Mais de 60% das microempresas no Paraguai recorrem a agiotas ou credores informais para financiar seus negócios, segundo alerta do Ministério da Indústria e Comércio (MIC). O viceministro de Mipymes, Gustavo Giménez, revelou que as taxas de juros desses empréstimos podem superar 10% ao mês, o que anualmente representa um custo exorbitante para os pequenos empreendedores.
Durante o painel "Mais ferramentas para a competitividade", realizado na 2ª Convenção Bancária do Paraguai 2026 no Centro de Convenções do Sheraton Assunção Hotel, o acesso ao financiamento foi apontado como um dos principais obstáculos para as micro, pequenas e médias empresas. "Como podemos pretender ser competitivos com taxas de até 300% ao ano?

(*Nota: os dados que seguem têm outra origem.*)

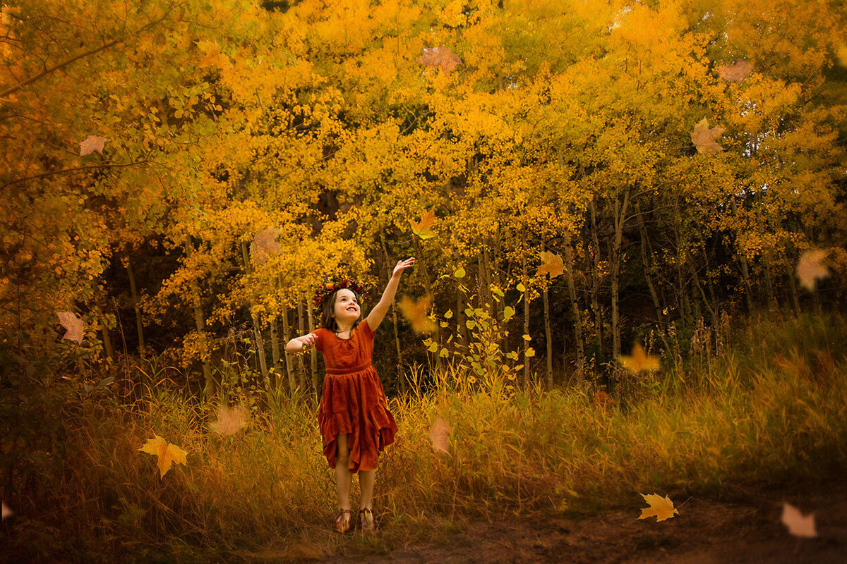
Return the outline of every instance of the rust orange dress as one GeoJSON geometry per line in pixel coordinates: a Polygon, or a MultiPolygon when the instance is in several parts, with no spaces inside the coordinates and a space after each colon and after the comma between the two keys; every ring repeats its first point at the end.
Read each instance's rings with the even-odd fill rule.
{"type": "Polygon", "coordinates": [[[338,435],[347,434],[352,474],[373,470],[379,452],[394,442],[397,424],[388,410],[382,381],[371,364],[374,330],[364,319],[348,339],[321,327],[315,347],[324,353],[326,376],[318,408],[324,455],[335,468],[338,435]]]}

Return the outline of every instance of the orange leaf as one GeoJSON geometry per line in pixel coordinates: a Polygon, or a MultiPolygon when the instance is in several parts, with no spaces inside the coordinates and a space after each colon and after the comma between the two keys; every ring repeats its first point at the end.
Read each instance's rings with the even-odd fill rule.
{"type": "Polygon", "coordinates": [[[542,250],[539,255],[544,263],[538,267],[538,274],[550,274],[551,278],[556,277],[564,272],[565,265],[562,261],[562,257],[553,253],[542,250]]]}
{"type": "Polygon", "coordinates": [[[413,233],[418,237],[422,239],[428,239],[430,237],[435,236],[435,232],[432,230],[432,226],[435,222],[435,207],[433,206],[431,210],[427,211],[421,217],[421,221],[412,222],[411,219],[407,220],[412,225],[412,233],[413,233]]]}
{"type": "Polygon", "coordinates": [[[170,469],[173,463],[185,464],[185,455],[188,453],[176,445],[169,443],[158,435],[155,436],[155,439],[147,439],[144,446],[138,450],[158,457],[157,465],[159,467],[159,478],[162,478],[170,469]]]}

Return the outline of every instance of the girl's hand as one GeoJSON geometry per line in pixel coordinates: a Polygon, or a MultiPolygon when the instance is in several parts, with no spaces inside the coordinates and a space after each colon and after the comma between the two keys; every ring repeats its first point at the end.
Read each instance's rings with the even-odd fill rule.
{"type": "Polygon", "coordinates": [[[408,268],[415,263],[415,257],[411,259],[407,259],[406,260],[397,260],[397,266],[394,267],[394,271],[391,272],[392,277],[399,277],[403,270],[408,268]]]}
{"type": "Polygon", "coordinates": [[[314,333],[309,333],[308,335],[300,337],[300,342],[303,343],[303,351],[307,351],[314,347],[315,342],[318,342],[318,336],[314,333]]]}

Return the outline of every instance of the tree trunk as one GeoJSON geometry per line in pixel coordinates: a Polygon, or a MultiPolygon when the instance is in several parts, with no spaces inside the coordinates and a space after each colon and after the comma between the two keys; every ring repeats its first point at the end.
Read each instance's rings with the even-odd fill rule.
{"type": "Polygon", "coordinates": [[[144,324],[141,322],[141,309],[138,307],[138,291],[136,289],[136,277],[132,273],[132,260],[126,256],[126,273],[130,277],[130,292],[132,293],[132,309],[136,311],[136,330],[138,331],[138,353],[144,356],[144,324]]]}
{"type": "MultiPolygon", "coordinates": [[[[185,257],[191,259],[194,252],[194,244],[191,243],[190,235],[185,235],[185,257]]],[[[205,399],[210,400],[214,397],[216,392],[216,383],[212,379],[212,364],[209,363],[207,355],[203,353],[207,350],[208,344],[206,342],[206,321],[203,319],[203,310],[200,304],[200,287],[197,286],[197,281],[193,277],[189,278],[188,284],[191,288],[191,302],[194,307],[194,326],[197,331],[202,351],[201,353],[201,359],[203,364],[203,393],[206,397],[205,399]]]]}
{"type": "MultiPolygon", "coordinates": [[[[288,306],[283,306],[282,308],[282,332],[283,332],[283,341],[287,343],[291,340],[291,329],[288,324],[288,306]]],[[[285,351],[285,349],[283,349],[285,351]]],[[[288,390],[289,392],[293,392],[294,388],[296,387],[296,382],[294,380],[294,370],[291,366],[291,353],[288,351],[285,351],[285,372],[288,373],[288,390]]]]}
{"type": "Polygon", "coordinates": [[[573,252],[571,249],[571,236],[565,241],[565,275],[567,280],[567,293],[571,298],[571,314],[573,315],[573,340],[577,343],[577,384],[581,384],[585,374],[585,348],[582,337],[582,314],[577,299],[577,288],[573,282],[573,252]]]}
{"type": "MultiPolygon", "coordinates": [[[[390,268],[391,271],[394,269],[391,268],[391,261],[388,257],[388,248],[385,246],[385,238],[382,232],[379,232],[379,243],[382,244],[382,254],[385,257],[385,266],[383,271],[385,272],[385,277],[387,278],[386,284],[390,282],[391,275],[389,274],[388,270],[390,268]]],[[[400,385],[400,390],[403,393],[406,393],[406,379],[402,377],[403,374],[403,350],[400,348],[400,332],[397,331],[397,309],[395,306],[395,301],[391,300],[391,325],[394,326],[394,345],[397,351],[397,365],[395,370],[395,376],[397,379],[397,382],[400,385]]]]}
{"type": "Polygon", "coordinates": [[[595,355],[595,368],[598,367],[603,351],[603,318],[600,311],[600,238],[597,235],[597,217],[594,200],[590,204],[591,211],[591,237],[594,245],[594,283],[591,284],[591,309],[595,316],[595,342],[596,353],[595,355]]]}
{"type": "MultiPolygon", "coordinates": [[[[429,281],[429,269],[427,268],[427,266],[426,266],[426,261],[424,260],[424,255],[421,253],[421,246],[418,243],[418,239],[416,238],[413,238],[412,240],[412,242],[414,244],[414,246],[415,246],[415,253],[418,255],[418,261],[420,262],[420,265],[423,267],[422,270],[423,270],[423,275],[424,275],[424,287],[426,290],[427,296],[429,296],[429,299],[431,300],[432,309],[435,309],[435,295],[432,292],[432,283],[429,281]]],[[[435,330],[433,331],[433,332],[435,333],[435,335],[433,337],[435,337],[435,342],[437,342],[439,344],[439,349],[440,349],[441,339],[440,339],[440,331],[439,331],[439,325],[438,325],[438,323],[435,323],[435,330]]],[[[439,355],[438,352],[435,353],[435,370],[439,374],[441,374],[442,373],[442,371],[441,371],[441,357],[439,355]]]]}
{"type": "Polygon", "coordinates": [[[550,299],[547,288],[550,281],[545,281],[544,286],[544,331],[547,337],[547,389],[553,389],[553,337],[550,330],[550,299]]]}
{"type": "MultiPolygon", "coordinates": [[[[527,277],[527,254],[524,251],[521,254],[521,283],[523,284],[523,334],[529,334],[529,285],[527,277]]],[[[527,357],[527,350],[529,348],[529,342],[521,338],[523,342],[523,386],[526,388],[529,385],[529,359],[527,357]]]]}
{"type": "MultiPolygon", "coordinates": [[[[250,275],[252,268],[250,266],[250,251],[247,248],[247,242],[241,241],[241,258],[244,260],[244,273],[250,275]]],[[[251,309],[253,302],[250,300],[251,309]]],[[[262,378],[264,380],[265,389],[270,390],[270,376],[268,374],[268,359],[264,353],[264,337],[262,335],[262,319],[252,312],[250,317],[253,320],[253,336],[256,337],[256,354],[259,360],[259,370],[262,372],[262,378]]]]}
{"type": "Polygon", "coordinates": [[[623,224],[627,218],[627,205],[629,203],[629,190],[623,193],[623,204],[615,197],[615,244],[612,252],[612,355],[617,359],[621,355],[621,326],[617,311],[617,278],[621,269],[621,242],[623,239],[623,224]]]}

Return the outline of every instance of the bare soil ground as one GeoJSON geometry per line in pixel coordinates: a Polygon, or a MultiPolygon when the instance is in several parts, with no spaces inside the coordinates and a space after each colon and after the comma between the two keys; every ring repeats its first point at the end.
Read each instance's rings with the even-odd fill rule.
{"type": "MultiPolygon", "coordinates": [[[[684,501],[672,499],[678,507],[684,501]]],[[[628,508],[573,517],[533,513],[494,523],[466,521],[460,523],[459,532],[436,531],[426,542],[396,546],[387,554],[354,537],[333,556],[298,560],[345,564],[634,564],[660,559],[674,564],[847,563],[847,477],[817,484],[734,486],[721,499],[693,496],[679,508],[679,515],[662,523],[655,517],[639,520],[639,515],[638,509],[628,508]],[[804,515],[814,512],[817,538],[789,534],[781,521],[783,501],[804,515]]]]}

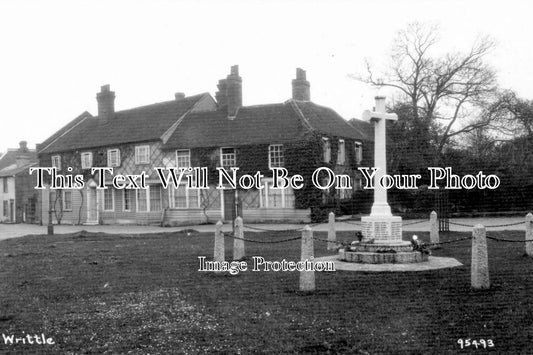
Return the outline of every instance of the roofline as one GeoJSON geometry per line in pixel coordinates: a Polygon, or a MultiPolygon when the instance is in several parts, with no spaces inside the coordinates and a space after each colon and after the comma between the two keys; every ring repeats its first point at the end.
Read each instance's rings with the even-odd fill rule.
{"type": "Polygon", "coordinates": [[[161,138],[150,138],[150,139],[145,139],[145,140],[140,140],[140,141],[128,141],[128,142],[121,142],[121,143],[113,143],[113,144],[104,144],[104,145],[95,145],[95,146],[90,146],[90,147],[77,147],[77,148],[70,148],[70,149],[63,149],[63,150],[57,150],[57,151],[53,151],[53,152],[45,152],[45,153],[42,153],[40,152],[39,154],[61,154],[61,153],[68,153],[68,152],[72,152],[72,151],[89,151],[91,149],[99,149],[99,148],[105,148],[105,147],[109,147],[110,149],[112,149],[112,147],[118,147],[120,145],[125,145],[125,144],[136,144],[136,143],[157,143],[157,142],[161,142],[161,138]]]}
{"type": "MultiPolygon", "coordinates": [[[[72,131],[75,127],[77,127],[80,123],[82,123],[83,121],[85,121],[87,118],[90,118],[90,117],[93,117],[93,115],[91,115],[88,111],[84,111],[81,115],[79,115],[78,117],[76,117],[74,119],[74,121],[82,116],[85,116],[83,117],[83,119],[81,119],[79,122],[77,122],[75,125],[73,125],[72,127],[70,127],[69,129],[65,130],[65,132],[63,132],[62,134],[60,134],[59,136],[55,137],[50,143],[48,143],[46,145],[46,147],[43,147],[41,148],[37,154],[41,154],[43,152],[43,150],[47,149],[48,147],[50,147],[52,144],[54,144],[55,142],[57,142],[57,140],[61,137],[63,137],[65,134],[69,133],[70,131],[72,131]]],[[[68,124],[67,124],[68,126],[68,124]]],[[[61,129],[59,130],[61,131],[61,129]]],[[[59,132],[58,131],[58,132],[59,132]]]]}

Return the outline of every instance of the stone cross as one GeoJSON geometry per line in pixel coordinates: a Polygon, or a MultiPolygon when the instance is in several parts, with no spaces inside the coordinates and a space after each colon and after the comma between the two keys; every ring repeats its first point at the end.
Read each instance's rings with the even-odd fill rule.
{"type": "Polygon", "coordinates": [[[374,167],[379,168],[374,180],[374,204],[372,205],[371,216],[392,216],[390,206],[387,202],[387,190],[379,184],[381,178],[387,173],[387,120],[396,121],[398,116],[395,113],[385,111],[385,97],[376,96],[376,107],[374,111],[365,110],[363,120],[374,122],[374,167]]]}

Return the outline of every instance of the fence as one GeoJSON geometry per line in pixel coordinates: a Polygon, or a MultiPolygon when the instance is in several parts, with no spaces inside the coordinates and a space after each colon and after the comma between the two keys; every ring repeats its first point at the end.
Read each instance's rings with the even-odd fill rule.
{"type": "MultiPolygon", "coordinates": [[[[328,218],[328,237],[327,239],[322,239],[313,236],[313,229],[310,225],[306,225],[303,228],[297,229],[286,229],[281,230],[284,232],[300,232],[301,235],[279,239],[279,240],[254,240],[244,237],[244,227],[243,220],[241,217],[235,219],[235,233],[225,233],[222,231],[222,222],[219,221],[215,226],[215,242],[214,242],[214,254],[213,259],[216,262],[223,262],[225,259],[224,255],[224,239],[226,237],[233,239],[233,259],[242,260],[245,257],[245,242],[249,243],[260,243],[260,244],[278,244],[286,243],[295,240],[301,240],[301,258],[300,263],[307,265],[308,262],[313,264],[314,258],[314,241],[320,241],[327,243],[328,250],[336,250],[339,246],[346,247],[348,243],[339,242],[336,240],[336,230],[335,230],[335,215],[330,213],[328,218]]],[[[426,220],[414,221],[409,224],[416,224],[425,222],[426,220]]],[[[507,243],[524,243],[525,252],[529,257],[533,257],[533,215],[528,213],[525,217],[524,222],[519,223],[508,223],[508,224],[499,224],[499,225],[468,225],[468,224],[459,224],[465,227],[472,227],[472,236],[457,238],[453,240],[440,241],[439,240],[439,229],[438,229],[438,218],[435,211],[430,214],[430,243],[418,243],[414,241],[413,246],[415,250],[424,252],[424,249],[427,248],[437,248],[444,244],[461,242],[464,240],[472,239],[472,264],[471,264],[471,287],[474,289],[487,289],[490,287],[490,277],[488,270],[488,254],[487,254],[487,239],[497,241],[497,242],[507,242],[507,243]],[[525,225],[525,239],[524,240],[513,240],[506,238],[497,238],[486,235],[486,229],[492,227],[505,227],[505,226],[514,226],[518,224],[525,225]]],[[[346,222],[343,220],[342,222],[346,222]]],[[[456,224],[454,222],[449,222],[450,224],[456,224]]],[[[458,224],[458,223],[457,223],[458,224]]],[[[247,226],[250,228],[250,226],[247,226]]],[[[270,231],[270,232],[279,232],[279,230],[268,230],[265,228],[250,228],[252,230],[261,230],[261,231],[270,231]]],[[[302,264],[303,265],[303,264],[302,264]]],[[[311,269],[307,267],[302,267],[298,269],[300,271],[300,291],[310,292],[315,290],[315,274],[314,268],[311,269]]]]}

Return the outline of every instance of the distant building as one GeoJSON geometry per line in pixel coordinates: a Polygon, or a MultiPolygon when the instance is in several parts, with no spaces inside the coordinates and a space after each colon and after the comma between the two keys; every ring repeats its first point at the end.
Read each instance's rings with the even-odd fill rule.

Impossível", questionou Giménez.
O viceministro defende que a formalização é um caminho fundamental para que as Mipymes acessem condições financeiras mais favoráveis. Entre as medidas propostas estão o desenvolvimento de contas bancárias empresariais, linhas de crédito específicas, cartões para Mipymes e a ampliação do acesso a contas em cooperativas de crédito para empresas constituídas como pessoas jurídicas.
Uma das iniciativas concretas anunciadas é o "Adelanta", um mecanismo de factoring que permitirá às empresas converterem suas faturas em liquidez rapidamente. A primeira fase do projeto será direcionada a empresas que vendem para o programa Hambre Cero, com o objetivo de que os recursos estejam disponíveis em até 48 horas. A intenção é posteriormente estender o mecanismo para fornecedores de supermercados e grandes empresas.
Giménez destacou que a dificuldade de acesso a crédito também impacta a capacidade de crescimento das empresas. Os dados apresentados mostram que a taxa de transição de micro para pequena empresa não supera 3%, e de pequena para média empresa fica abaixo de 6%.
Além do factoring, o MIC trabalha em outras frentes, como garantias mobiliárias, crowdfunding, sociedades de garantia recíproca, reforma da lei de factoring e mecanismos de segunda chance para empresas em situação de insolvência.
Outro projeto em andamento visa reduzir o custo da firma eletrônica para as Mipymes. O MIC negocia com provedores de serviços de confiança um pacote que inclua a firma eletrônica e ferramentas tecnológicas, com o objetivo de facilitar a adoção de contratos digitais, factoring e pagarés eletrônicos. A previsão é que o produto esteja disponível entre outubro e novembro deste ano.